There may be any number of these node elements, all following the above structure.
They may be freely named, except that the key masterPulseData
is reserved.
All train and pulse data elements must always be present in all hashes, even if the arrays or vectors are empty.
All train and pulse data elements must be specified in the output channel’s data schema. Adding additional elements in between data tokens, specifically between runs is not allowed.
Defining and Configuring Topologies¶
Pipelined processing in Karabo supports a variety of recurring topologies defining how data is passed through the system.
Copying vs. Sharing Data¶
An input channel may selected if it would like to receive data in copy or shared mode. In the first case it will receive a copy of all data sent by output channel it is connected to. In shared mode, the output channel is allowed to balance data distribution according to how it is configured. There are two options on the output channel:
- round robin
distributes data evenly on all connected input channels operating in shared mode. As indicated by the option name channels subsequently get data send to them.

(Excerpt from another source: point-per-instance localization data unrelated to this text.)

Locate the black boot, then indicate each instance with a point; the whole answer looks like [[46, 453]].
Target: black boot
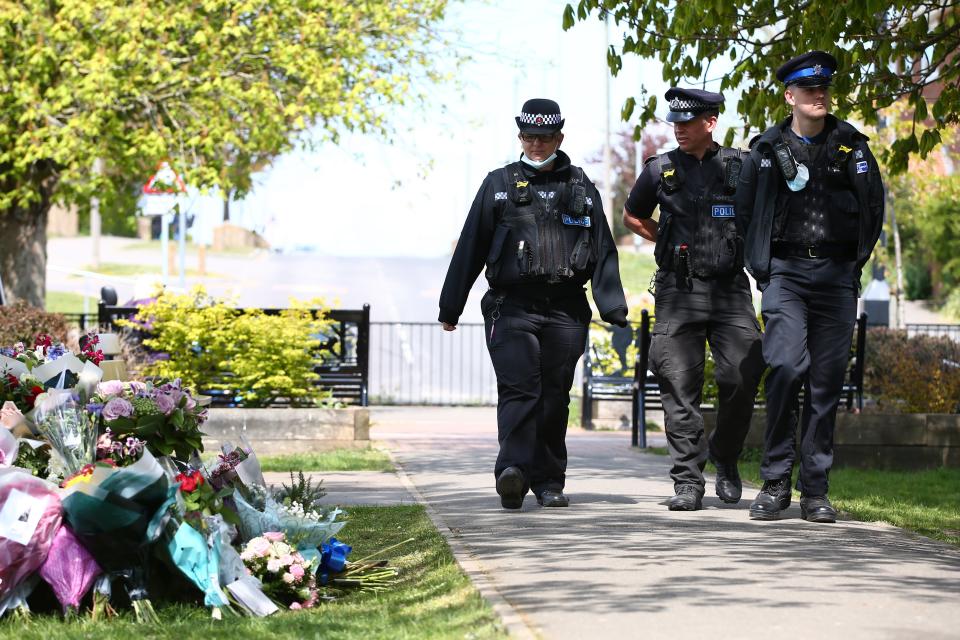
[[551, 498], [689, 497], [773, 498], [817, 509], [512, 486], [729, 486]]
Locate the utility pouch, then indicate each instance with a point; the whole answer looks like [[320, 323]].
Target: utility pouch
[[785, 160], [731, 173]]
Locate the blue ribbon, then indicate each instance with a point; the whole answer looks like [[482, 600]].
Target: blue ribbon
[[333, 556]]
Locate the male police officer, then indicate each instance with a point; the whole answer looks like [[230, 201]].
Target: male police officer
[[702, 294], [812, 200], [539, 227]]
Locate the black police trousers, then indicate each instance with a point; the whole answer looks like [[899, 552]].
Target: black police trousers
[[719, 311], [809, 310], [535, 344]]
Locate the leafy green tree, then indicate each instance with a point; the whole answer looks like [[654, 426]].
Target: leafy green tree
[[888, 50], [199, 83]]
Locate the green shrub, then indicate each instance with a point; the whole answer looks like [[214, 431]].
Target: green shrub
[[919, 285], [910, 375], [20, 322], [213, 346]]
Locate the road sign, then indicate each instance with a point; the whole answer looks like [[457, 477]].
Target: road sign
[[164, 181]]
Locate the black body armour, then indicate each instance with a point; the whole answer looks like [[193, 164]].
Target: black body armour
[[543, 238], [825, 212], [715, 250]]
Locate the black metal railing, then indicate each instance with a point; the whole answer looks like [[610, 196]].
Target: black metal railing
[[419, 363], [343, 360], [951, 331]]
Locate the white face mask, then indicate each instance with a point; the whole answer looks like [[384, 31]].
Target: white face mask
[[536, 164]]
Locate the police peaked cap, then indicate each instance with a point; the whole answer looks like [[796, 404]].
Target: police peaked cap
[[687, 104], [812, 69], [540, 115]]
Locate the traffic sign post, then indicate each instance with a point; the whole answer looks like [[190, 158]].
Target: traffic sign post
[[163, 190]]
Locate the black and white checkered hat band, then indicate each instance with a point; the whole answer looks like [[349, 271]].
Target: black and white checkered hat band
[[680, 104], [540, 119]]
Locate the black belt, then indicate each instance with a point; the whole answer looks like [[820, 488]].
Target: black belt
[[835, 251]]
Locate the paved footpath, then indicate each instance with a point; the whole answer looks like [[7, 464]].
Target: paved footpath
[[618, 564]]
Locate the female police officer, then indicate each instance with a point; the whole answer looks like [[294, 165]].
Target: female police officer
[[539, 227]]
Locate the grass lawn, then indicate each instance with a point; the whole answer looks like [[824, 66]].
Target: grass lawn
[[926, 502], [128, 269], [61, 302], [434, 599], [369, 459], [635, 271]]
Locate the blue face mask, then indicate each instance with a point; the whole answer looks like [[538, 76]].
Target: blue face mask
[[538, 164], [800, 180]]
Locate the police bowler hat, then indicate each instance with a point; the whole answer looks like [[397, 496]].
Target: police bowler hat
[[687, 104], [540, 116], [812, 69]]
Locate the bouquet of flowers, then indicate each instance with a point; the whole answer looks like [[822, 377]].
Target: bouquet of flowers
[[29, 519], [117, 514], [166, 417], [62, 421], [286, 576]]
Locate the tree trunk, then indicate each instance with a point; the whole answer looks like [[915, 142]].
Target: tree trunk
[[23, 253]]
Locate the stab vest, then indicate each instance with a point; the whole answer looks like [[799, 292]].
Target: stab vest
[[543, 239], [715, 250], [825, 211]]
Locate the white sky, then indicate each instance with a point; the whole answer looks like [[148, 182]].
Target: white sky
[[409, 198]]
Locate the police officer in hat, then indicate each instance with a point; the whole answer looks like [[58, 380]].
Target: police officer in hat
[[702, 295], [538, 226], [811, 198]]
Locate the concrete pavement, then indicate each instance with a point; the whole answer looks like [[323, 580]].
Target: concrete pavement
[[617, 563]]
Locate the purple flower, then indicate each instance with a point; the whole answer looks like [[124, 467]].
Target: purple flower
[[165, 403], [117, 408], [110, 388]]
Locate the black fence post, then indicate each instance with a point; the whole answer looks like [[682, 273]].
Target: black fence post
[[363, 355]]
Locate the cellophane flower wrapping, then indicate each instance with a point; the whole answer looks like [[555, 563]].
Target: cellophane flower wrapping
[[30, 515], [69, 569], [70, 430]]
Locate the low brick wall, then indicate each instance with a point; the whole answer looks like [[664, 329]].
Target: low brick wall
[[271, 431], [881, 441]]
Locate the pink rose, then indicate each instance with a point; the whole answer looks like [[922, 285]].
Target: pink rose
[[165, 404], [10, 416], [117, 408], [110, 388]]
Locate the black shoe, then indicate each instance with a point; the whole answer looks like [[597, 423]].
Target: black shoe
[[817, 509], [551, 498], [689, 498], [512, 486], [729, 486], [773, 498]]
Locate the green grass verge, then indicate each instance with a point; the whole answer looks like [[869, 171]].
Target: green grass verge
[[335, 460], [434, 599], [62, 302], [154, 245], [635, 271], [129, 269], [926, 502]]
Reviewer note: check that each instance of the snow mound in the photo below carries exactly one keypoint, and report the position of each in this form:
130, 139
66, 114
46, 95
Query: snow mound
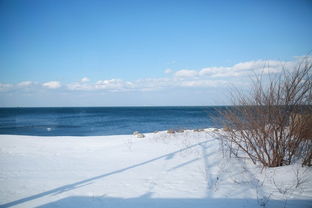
185, 169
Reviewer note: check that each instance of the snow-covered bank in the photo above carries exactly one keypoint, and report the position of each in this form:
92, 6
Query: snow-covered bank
161, 170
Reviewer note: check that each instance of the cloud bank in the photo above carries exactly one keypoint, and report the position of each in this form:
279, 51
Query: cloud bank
208, 77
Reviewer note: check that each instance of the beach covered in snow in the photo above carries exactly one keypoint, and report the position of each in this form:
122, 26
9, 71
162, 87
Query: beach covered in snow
175, 169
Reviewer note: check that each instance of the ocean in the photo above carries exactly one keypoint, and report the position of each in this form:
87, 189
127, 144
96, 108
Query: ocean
95, 121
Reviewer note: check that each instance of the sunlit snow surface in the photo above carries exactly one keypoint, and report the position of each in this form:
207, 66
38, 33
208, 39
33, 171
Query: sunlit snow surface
161, 170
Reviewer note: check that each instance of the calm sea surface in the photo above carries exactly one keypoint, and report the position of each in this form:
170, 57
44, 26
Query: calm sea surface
90, 121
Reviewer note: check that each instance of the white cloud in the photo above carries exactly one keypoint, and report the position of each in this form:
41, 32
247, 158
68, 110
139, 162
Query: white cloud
186, 73
25, 84
52, 85
5, 87
113, 84
168, 71
220, 76
85, 79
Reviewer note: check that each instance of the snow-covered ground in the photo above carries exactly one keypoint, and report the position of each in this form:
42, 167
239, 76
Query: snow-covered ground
161, 170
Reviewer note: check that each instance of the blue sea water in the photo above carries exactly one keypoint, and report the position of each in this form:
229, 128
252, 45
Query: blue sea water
91, 121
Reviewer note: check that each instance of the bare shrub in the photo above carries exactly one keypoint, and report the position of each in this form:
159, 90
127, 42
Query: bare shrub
272, 124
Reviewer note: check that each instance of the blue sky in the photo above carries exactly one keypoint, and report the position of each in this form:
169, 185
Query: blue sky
104, 53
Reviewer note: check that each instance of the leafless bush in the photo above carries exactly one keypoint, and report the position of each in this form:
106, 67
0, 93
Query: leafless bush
272, 124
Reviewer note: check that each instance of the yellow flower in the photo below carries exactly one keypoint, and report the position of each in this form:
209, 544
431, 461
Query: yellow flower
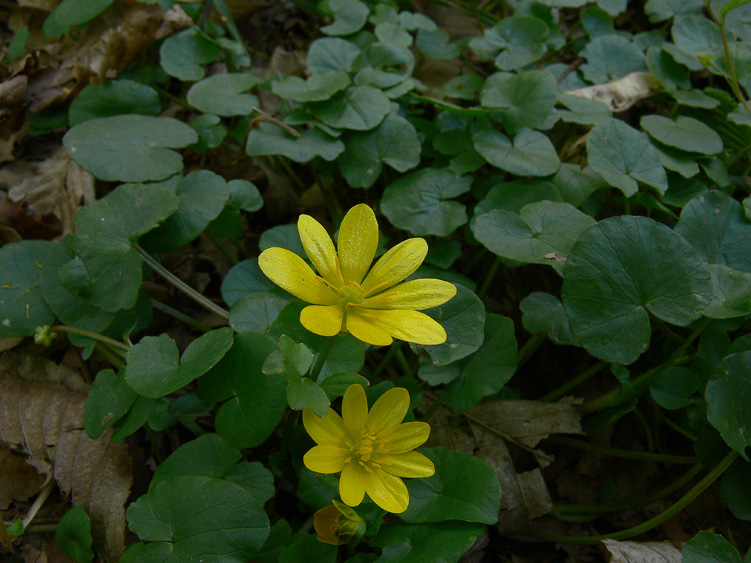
338, 524
373, 309
371, 449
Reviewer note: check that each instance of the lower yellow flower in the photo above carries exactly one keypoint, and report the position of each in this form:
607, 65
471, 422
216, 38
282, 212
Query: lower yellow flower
338, 524
372, 448
374, 308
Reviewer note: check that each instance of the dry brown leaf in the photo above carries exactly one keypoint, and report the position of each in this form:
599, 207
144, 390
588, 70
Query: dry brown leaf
41, 414
621, 94
18, 480
57, 185
647, 552
526, 423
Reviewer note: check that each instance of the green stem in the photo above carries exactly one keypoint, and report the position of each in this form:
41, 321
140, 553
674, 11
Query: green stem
180, 316
631, 504
682, 503
116, 344
222, 247
620, 395
387, 358
526, 351
182, 286
489, 278
572, 383
617, 452
322, 357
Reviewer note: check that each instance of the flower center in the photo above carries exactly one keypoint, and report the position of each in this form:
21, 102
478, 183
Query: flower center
352, 293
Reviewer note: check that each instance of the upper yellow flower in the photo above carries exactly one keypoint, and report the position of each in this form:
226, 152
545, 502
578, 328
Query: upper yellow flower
371, 449
373, 310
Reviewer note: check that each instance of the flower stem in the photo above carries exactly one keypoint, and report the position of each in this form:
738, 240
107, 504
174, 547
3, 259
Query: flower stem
180, 316
182, 286
682, 503
322, 357
617, 452
116, 344
572, 383
620, 395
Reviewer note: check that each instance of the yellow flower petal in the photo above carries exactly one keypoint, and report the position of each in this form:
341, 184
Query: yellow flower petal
358, 240
290, 272
411, 326
389, 410
415, 295
320, 249
352, 483
354, 409
395, 265
326, 431
365, 331
326, 458
325, 320
404, 437
387, 491
407, 464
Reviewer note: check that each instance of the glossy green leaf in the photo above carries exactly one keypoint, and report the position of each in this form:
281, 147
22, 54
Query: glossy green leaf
623, 156
114, 97
257, 311
73, 535
706, 547
526, 98
183, 55
109, 400
714, 224
542, 233
224, 94
22, 306
421, 202
610, 57
463, 488
441, 542
728, 396
155, 369
256, 402
331, 54
245, 278
358, 107
684, 133
673, 388
544, 313
394, 142
316, 88
75, 12
268, 139
661, 10
483, 373
349, 16
202, 197
531, 154
108, 268
463, 317
198, 518
129, 148
623, 269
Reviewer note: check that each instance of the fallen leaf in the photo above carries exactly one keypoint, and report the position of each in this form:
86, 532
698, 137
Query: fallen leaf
647, 552
41, 415
621, 94
57, 185
18, 480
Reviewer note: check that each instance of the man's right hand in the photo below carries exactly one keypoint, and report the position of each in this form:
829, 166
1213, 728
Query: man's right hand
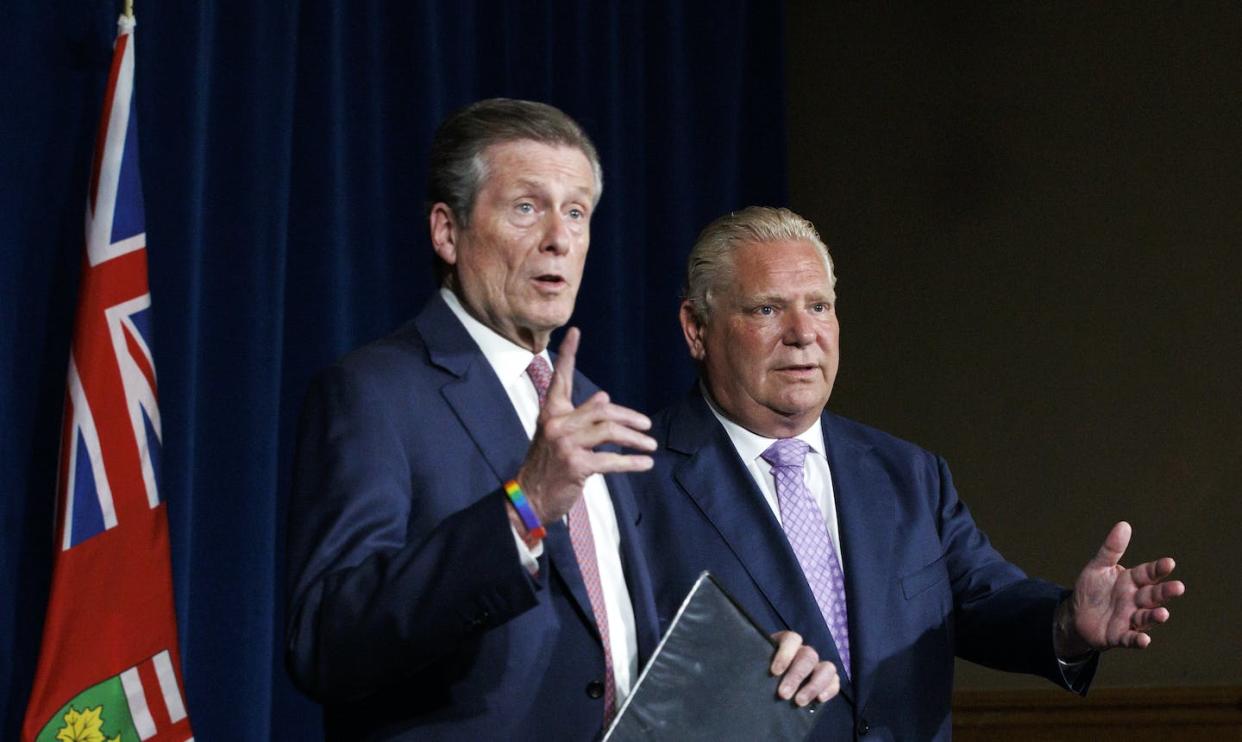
563, 451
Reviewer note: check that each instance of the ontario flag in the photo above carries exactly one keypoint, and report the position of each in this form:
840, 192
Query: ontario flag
109, 666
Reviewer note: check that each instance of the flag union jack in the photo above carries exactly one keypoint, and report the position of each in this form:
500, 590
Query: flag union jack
109, 665
111, 436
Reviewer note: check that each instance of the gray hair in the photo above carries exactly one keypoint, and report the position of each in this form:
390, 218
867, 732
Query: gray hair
457, 165
711, 260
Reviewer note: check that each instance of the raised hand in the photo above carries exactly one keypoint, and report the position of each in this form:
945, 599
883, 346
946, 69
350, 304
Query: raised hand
1113, 605
562, 454
804, 677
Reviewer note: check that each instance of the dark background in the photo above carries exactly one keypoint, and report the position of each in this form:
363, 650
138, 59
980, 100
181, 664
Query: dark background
1036, 211
1033, 209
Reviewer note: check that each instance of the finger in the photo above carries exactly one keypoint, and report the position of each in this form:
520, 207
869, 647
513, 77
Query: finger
563, 371
819, 685
799, 670
612, 433
1158, 594
599, 409
1144, 619
1113, 548
1153, 572
788, 644
607, 462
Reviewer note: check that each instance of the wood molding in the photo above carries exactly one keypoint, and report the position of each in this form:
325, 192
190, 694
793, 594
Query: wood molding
1140, 714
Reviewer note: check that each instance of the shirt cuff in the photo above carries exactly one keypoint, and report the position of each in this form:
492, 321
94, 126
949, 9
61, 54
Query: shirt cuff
529, 556
1074, 671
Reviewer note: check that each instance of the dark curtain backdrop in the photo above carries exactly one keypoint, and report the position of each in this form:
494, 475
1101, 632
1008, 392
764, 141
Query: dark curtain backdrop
283, 151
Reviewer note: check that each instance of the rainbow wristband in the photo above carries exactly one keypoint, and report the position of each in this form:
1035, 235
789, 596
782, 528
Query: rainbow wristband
534, 528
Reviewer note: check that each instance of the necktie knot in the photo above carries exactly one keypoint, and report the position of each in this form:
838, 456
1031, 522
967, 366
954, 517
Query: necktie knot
786, 451
540, 375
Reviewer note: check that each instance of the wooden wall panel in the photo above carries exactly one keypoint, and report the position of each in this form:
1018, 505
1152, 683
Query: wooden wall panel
1134, 715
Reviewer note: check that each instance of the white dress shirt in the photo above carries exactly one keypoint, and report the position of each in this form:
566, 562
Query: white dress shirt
819, 479
815, 472
509, 362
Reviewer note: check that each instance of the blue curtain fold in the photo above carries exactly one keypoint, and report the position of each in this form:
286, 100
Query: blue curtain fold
283, 153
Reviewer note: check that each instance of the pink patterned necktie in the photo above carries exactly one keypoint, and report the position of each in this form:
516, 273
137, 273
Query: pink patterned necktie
584, 549
807, 535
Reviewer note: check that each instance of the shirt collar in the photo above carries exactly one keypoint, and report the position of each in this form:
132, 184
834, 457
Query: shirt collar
508, 359
750, 445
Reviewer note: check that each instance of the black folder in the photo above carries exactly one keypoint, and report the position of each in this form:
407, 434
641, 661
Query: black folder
708, 680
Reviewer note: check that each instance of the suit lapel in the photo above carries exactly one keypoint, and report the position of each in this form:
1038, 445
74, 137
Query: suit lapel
635, 564
717, 480
486, 412
866, 523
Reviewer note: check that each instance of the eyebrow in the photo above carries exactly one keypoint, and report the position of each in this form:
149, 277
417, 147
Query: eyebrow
579, 193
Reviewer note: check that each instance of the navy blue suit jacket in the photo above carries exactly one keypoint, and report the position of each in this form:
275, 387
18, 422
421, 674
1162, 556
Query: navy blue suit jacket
411, 615
922, 582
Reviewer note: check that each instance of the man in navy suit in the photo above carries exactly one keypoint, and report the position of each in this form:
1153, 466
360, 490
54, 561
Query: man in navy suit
845, 533
463, 551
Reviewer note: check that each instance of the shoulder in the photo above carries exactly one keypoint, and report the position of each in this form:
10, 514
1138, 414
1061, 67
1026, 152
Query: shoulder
394, 361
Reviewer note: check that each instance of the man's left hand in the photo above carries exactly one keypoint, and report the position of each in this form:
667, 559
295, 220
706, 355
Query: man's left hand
1113, 605
804, 676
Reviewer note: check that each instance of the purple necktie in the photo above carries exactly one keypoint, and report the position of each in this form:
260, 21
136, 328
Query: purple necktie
807, 535
584, 549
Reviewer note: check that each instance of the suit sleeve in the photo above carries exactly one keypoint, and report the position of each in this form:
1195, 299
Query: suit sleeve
373, 604
1004, 619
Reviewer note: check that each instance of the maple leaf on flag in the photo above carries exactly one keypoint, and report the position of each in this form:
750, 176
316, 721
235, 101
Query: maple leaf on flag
83, 726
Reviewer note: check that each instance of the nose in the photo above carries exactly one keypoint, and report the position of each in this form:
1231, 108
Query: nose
558, 238
799, 328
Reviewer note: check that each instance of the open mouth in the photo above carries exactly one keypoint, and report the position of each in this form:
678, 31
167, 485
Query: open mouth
800, 369
550, 281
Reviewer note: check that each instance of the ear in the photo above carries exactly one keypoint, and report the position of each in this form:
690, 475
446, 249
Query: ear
445, 231
693, 331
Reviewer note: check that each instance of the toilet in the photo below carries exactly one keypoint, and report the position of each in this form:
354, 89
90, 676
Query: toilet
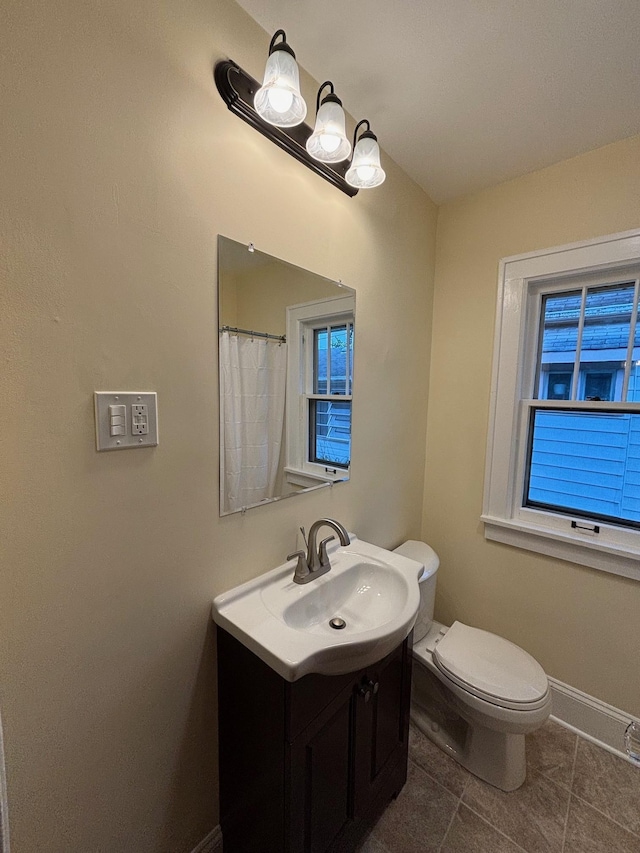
474, 694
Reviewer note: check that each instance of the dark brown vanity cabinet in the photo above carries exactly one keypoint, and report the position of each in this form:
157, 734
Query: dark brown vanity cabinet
305, 767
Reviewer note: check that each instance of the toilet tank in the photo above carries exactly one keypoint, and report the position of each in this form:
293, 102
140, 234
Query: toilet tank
423, 553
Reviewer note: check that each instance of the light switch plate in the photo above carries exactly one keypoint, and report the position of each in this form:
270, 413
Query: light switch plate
135, 403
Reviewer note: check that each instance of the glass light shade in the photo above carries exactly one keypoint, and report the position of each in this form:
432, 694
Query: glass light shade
328, 142
365, 170
279, 101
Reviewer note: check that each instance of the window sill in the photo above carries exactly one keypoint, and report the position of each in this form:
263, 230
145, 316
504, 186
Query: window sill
306, 479
607, 557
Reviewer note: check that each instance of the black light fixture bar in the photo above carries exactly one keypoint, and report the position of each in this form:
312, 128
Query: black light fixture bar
237, 89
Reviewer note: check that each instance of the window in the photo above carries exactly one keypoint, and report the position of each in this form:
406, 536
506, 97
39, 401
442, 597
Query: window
320, 377
563, 458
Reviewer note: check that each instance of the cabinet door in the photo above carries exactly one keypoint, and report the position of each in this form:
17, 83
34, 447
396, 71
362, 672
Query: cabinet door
320, 779
381, 728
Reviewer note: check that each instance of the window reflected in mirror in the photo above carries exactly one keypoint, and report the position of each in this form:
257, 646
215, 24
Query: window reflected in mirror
286, 349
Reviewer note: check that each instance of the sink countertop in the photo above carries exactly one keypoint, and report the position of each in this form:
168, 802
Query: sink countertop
286, 624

If the next channel in line is not available yet, writes to the output channel block until the data can be sent to this channel.
- load-balanced
distributes data on all connected input channels but does not enforce a particular distribution order. Upon writing data to an output channel it is sent to the next available input channel. This scenario should be used if data recipients are expected to have different processing times on data packages.
Best-Effort and Assured Delivery Configuration¶
Both input and output channels may be configured on what to do if the counter part is not available, i.e. no input is ready to receive data from a given output. Options are to
- throw
an exception.
- queue
the data and deliver it once an input becomes available. The write call to the output channel will not block.
- wait
for an input to become available, effectively blocking the write call to the output channel.
- drop
the data being sent out, i.e. do not send it but proceed with-out blocking the write call to the output.
Note
Queuing data may involve significant memory usage and thus should be used with care if large amounts of data are passed.
By default the channels are configured to wait behavior, which assures delivery but has the side effect of possibly stalling a complete processing pipeline by back-propagation. If a pipeline device with an input and output channels is used as a pipeline end-point, it is important to configure the last, unconnected output to drop to avoid this scenario from happening.